Of course, Loot Drop isn’t going to knock out Zynga, which has more than 267 million monthly active users on Facebook, with a few well-designed games. Zynga could even become a publisher of Loot Drop’s games, as Loot Drop’s relationship with RockYou is not exclusive. In fact, many independent game developers are moving into mobile games because they feel like Zynga — and a handful of other players such as CrowdStar, Electronic Arts, 6 Waves, and Playdom — have already won the lion’s share of the market. Those indie developers feel like the market is played out and it’s too hard to dislodge the leaders. Starting a social game company, they say, is as crazy as starting a console game company to take on Activision Blizzard and EA.
But Sirotek said that isn’t the case. He says the market is in such an early stage that anything can still happen. Social games can still be created in a matter of months with a very small but competent team. Richard Garriott, founder of social game startup Portalarium and the veteran creator of the Ultima series of games, feels the same way and is preparing to launch original games in direct battle with Zynga. Brathwaite says, “There is a ginormous fish in social games, but it’s a giant sea.”
Brathwaite says that the current market favors games that can be played in a lunch hour. She says she loves this time now because, for the first time in her decades-long career in games, she is part of the key demographic that consumes Facebook games, which is women in their 30s or older.
“I’m in the target market,” she said. “I am making games for my gender peers. This is the moment I have been waiting for.” Adds Romero, “We have satisfied hardcore gamers for decades. Now it’s time for the rest of the world. Our opportunity is to teach the rest of the world how to play games.” And Hall said, “My wife Terri is playing Ravenwood Fair and she has embraced it all the way. But she won’t admit she is a gamer. She just likes chopping down trees,” which is one of the main activities in the game.
Romero said the flowering of new game studios — which follows upon the layoffs and studio shutdowns at many big companies during the recession — reminds him of the days in the 1990s when many developer-powered studios were built. Today, there are a few strong game studios that Romero admires, such as Bonfire and Newtoy — both of which have been acquired by Zynga.

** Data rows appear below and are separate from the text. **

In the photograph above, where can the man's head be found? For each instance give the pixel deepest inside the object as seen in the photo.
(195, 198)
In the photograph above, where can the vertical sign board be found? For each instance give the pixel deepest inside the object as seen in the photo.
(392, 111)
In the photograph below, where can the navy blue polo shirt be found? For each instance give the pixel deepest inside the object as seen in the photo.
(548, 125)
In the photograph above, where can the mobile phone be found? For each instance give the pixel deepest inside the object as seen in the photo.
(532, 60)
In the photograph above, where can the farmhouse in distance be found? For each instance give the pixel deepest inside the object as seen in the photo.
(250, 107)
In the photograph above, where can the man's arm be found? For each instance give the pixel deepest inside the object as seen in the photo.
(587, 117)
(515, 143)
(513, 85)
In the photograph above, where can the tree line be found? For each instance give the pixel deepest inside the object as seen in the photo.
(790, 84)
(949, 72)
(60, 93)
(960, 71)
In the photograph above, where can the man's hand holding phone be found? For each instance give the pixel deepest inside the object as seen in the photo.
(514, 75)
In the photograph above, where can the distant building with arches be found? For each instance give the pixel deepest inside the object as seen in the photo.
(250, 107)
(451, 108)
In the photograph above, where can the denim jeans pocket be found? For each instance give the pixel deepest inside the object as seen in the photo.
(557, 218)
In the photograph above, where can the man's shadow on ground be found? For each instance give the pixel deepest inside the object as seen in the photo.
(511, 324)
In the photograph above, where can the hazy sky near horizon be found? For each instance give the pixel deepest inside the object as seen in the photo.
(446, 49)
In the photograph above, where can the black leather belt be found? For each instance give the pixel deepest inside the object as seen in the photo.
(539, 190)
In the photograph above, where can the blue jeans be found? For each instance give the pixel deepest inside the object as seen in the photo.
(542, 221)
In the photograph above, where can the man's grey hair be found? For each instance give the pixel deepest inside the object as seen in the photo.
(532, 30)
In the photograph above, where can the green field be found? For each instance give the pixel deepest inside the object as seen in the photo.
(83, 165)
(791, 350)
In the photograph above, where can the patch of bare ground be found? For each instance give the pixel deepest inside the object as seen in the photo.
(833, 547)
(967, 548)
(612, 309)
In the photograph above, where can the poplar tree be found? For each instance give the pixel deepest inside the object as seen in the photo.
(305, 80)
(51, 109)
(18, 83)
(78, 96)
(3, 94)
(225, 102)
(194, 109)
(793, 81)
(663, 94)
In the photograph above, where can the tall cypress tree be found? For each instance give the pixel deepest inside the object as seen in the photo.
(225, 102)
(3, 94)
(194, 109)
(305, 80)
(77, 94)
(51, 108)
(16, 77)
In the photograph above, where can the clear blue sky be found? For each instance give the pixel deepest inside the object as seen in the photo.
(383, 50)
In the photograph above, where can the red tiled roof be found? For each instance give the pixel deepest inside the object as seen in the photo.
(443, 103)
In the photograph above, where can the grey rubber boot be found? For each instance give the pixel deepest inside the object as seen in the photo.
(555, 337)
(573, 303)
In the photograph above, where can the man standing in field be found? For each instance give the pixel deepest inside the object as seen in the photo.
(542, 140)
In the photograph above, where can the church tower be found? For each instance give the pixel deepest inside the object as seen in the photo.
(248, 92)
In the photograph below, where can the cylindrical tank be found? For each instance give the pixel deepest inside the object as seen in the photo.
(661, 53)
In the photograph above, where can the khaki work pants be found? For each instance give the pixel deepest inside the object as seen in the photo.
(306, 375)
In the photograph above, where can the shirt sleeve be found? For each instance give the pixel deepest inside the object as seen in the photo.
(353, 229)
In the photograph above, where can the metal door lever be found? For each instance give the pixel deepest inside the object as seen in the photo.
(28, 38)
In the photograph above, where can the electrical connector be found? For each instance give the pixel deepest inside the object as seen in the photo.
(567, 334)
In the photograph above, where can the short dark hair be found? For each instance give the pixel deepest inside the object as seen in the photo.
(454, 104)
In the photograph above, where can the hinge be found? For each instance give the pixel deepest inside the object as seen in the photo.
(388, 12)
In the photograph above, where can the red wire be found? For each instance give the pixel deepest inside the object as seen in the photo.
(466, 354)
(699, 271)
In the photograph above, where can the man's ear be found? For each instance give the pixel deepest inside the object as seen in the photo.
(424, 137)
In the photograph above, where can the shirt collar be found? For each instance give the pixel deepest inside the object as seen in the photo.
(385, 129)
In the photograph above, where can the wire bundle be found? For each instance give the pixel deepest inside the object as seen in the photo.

Romero says a lot of venture capitalists have come knocking on the company’s door already. He is taking meetings to get to know them. But Hall says that it makes more sense to build a real company with valuable assets first, rather than fund a new company that is nothing but fumes.
At the Game Developers Conference this week, Brathwaite will give a rant on the social game industry and its tensions with traditional game developers. Her message? “We’ve seen this all before and we have had so many shades of evil,” she said. “We are going in to do something right. We believe in fun. We want to make games fun. Some people call social games evil and [say] that they are ruining games. But that’s just judging the entire platform on a few games and one business model. We are going into this to pioneer a new platform.”